In conclusion, this study adds to the available evidence that long-chain PFCAs/PFSAs are immunotoxic and prenatal exposure to this type of compound leads to suppressed immune system functionality in early childhood. The markers identified in this study can serve as the basis for further mechanistic or epidemiological studies.
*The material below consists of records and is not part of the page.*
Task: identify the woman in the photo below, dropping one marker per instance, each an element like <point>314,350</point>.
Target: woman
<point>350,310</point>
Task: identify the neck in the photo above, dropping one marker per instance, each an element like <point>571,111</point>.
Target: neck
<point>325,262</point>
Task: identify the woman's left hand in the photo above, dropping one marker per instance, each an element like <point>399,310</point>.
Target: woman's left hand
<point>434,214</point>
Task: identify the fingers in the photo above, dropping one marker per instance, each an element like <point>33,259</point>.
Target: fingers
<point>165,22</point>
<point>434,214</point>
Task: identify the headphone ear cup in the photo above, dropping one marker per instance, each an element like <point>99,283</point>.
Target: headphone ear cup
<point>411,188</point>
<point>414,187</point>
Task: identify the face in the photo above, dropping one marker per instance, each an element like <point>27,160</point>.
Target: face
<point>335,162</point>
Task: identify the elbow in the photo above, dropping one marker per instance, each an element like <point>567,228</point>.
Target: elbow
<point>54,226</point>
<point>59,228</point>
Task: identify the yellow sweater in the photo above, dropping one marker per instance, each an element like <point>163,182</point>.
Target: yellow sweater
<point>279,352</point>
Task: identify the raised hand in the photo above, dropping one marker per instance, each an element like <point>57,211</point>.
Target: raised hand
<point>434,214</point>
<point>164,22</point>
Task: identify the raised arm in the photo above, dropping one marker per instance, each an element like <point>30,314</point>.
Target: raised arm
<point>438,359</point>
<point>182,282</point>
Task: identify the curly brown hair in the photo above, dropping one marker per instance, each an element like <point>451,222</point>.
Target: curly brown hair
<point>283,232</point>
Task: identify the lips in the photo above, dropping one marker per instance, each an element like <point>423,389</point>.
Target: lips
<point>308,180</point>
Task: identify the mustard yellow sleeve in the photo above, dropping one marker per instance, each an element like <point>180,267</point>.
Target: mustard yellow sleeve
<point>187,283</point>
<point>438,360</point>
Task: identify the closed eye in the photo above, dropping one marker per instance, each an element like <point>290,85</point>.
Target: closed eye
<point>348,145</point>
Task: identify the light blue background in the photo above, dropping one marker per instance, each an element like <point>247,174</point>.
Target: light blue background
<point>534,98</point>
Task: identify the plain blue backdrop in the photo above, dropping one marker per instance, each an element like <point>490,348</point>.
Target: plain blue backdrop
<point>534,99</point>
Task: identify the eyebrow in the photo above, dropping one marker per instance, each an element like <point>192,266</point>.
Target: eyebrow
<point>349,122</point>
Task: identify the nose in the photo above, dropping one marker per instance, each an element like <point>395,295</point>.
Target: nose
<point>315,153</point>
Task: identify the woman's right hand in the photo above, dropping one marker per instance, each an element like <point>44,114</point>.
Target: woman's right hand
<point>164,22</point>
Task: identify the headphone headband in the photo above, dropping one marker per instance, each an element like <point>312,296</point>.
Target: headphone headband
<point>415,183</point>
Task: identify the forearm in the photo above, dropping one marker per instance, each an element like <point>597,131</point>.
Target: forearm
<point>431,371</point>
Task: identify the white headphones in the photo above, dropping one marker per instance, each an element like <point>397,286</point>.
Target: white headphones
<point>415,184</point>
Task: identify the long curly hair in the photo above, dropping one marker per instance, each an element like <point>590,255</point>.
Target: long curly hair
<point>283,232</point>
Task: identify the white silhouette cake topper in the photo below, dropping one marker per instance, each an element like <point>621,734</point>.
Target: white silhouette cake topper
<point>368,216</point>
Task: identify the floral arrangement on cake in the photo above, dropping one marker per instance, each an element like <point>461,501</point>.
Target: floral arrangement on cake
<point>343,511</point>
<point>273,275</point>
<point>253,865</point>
Supplementary material available online Supplementary Tables 1–3

Acknowledgments

The authors are grateful to all the participating families in Norway who took part in the BraMat study. The authors thank the technicians Bodil Hasseltvedt, Else-Carin Groeng, Astri Grestad, Berit Arvesen Stensby, Åse Eikeset, Azemira Sabaredzovic, Anne-Cathrine Kristoffersen, Dr Solvor Berntsen Stølevik, Dr Ingeborg S Aaberge and Dr Kirsti Vainio at the Norwegian Institute of Public Health for their assistance in the project. The authors are also grateful to the staff at the maternity wards and laboratories at Oslo and Akershus University Hospitals for their contribution to the recruitment of participants and assistance in blood sampling and processing.

Declaration of interest

The authors report no conflicts of interest. This project was supported by the Research Council of Norway [grant number 228195/H10]. Part of this work was supported by the European Union 6th Framework Programme (Integrated Project NewGeneris [FOOD-CT-2005-016320]) and the Norwegian Institute of Public Health. The authors alone are responsible for the content and writing of the paper.